Description
I have the following DataFrame:
data
<class 'pandas.core.frame.DataFrame'>
MultiIndex: 410322 entries, (20111230, '00036110') to (20121019, 'Y8564W10')
Data columns:
market_cap 410117 non-null values
average_volume 410322 non-null values
return_std_daily 410322 non-null values
return_std_monthly 410322 non-null values
dtypes: float64(4)
data.index.names
['date', 'security_id']
I try to do this:
data.groupby(level='date').transform(lambda x: x.sort_index(by='average_volume'))
Traceback (most recent call last):
File "C:\Python27\lib\site-packages\IPython\core\interactiveshell.py", line 2721, in run_code
exec code_obj in self.user_global_ns, self.user_ns
File "", line 1, in
data.groupby(level='date').transform(lambda x: x.sort_index(by='average_volume'))
File "C:\Python27\lib\site-packages\pandas\core\groupby.py", line 1745, in transform
return self._transform_item_by_item(obj, wrapper)
File "C:\Python27\lib\site-packages\pandas\core\groupby.py", line 1777, in _transform_item_by_item
raise TypeError('Transform function invalid for data types')
TypeError: Transform function invalid for data types
At the same time the following works
def apply_by_group(grouped, f):
"""
Applies a function to each Series or DataFrame in a GroupBy object, concatenates the results
and returns the resulting Series or DataFrame.
Parameters
----------
grouped: SeriesGroupBy or DataFrameGroupBy
f: callable
Function to apply to each Series or DataFrame in the grouped object.
Returns
-------
Series or DataFrame that results from applying the function to each Series or DataFrame in the
GroupBy object and concatenating the results.
"""
assert isinstance(grouped, (SeriesGroupBy, DataFrameGroupBy))
assert hasattr(f, '__call__')
groups = []
for key, group in grouped:
groups.append(f(group))
return pd.concat(groups)
apply_by_group(data.groupby(level='date'), lambda x: x.sort_index(by='average_volume'))

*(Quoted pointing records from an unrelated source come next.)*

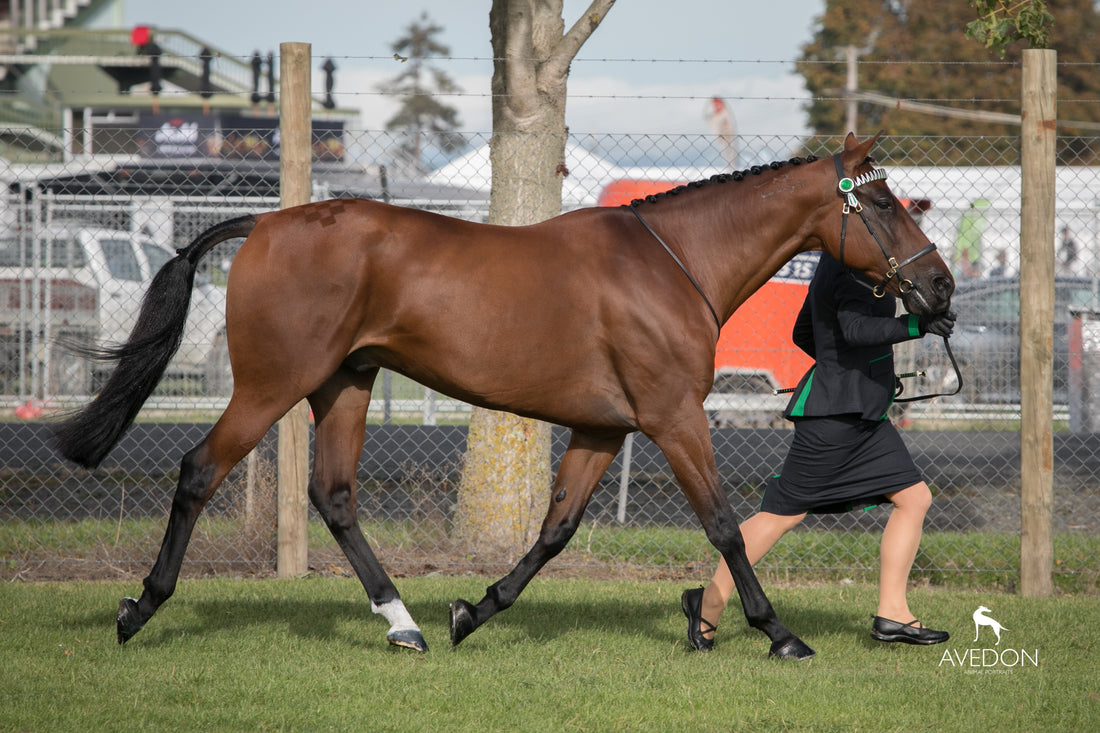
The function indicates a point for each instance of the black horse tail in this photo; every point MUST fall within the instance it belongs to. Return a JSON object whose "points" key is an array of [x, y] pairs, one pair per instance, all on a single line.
{"points": [[87, 436]]}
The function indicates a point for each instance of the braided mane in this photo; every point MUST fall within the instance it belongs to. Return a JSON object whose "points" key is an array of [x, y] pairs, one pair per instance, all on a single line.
{"points": [[723, 177]]}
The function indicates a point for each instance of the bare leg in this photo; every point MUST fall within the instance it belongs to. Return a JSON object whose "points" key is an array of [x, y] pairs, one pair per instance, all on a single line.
{"points": [[900, 542], [584, 462]]}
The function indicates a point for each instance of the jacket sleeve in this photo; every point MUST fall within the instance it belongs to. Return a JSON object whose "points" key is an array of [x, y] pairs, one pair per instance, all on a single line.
{"points": [[861, 327], [803, 334]]}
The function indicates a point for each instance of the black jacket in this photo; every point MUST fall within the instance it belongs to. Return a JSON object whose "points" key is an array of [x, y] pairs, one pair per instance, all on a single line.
{"points": [[850, 336]]}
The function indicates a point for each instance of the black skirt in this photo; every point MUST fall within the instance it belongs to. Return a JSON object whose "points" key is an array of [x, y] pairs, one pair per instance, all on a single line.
{"points": [[839, 463]]}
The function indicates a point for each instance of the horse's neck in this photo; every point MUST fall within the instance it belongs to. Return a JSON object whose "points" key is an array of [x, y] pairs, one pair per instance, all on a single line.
{"points": [[735, 236]]}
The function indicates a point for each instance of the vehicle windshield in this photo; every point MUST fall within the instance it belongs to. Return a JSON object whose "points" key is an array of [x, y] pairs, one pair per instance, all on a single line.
{"points": [[156, 255], [121, 260], [1001, 307]]}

<class 'pandas.core.frame.DataFrame'>
MultiIndex: 410322 entries, (20111230, '31340030') to (20121019, '03783310')
Data columns:
market_cap 410117 non-null values
average_volume 410322 non-null values
return_std_daily 410322 non-null values
return_std_monthly 410322 non-null values
dtypes: float64(4)
Is this strange or am I doing something wrong with transform()?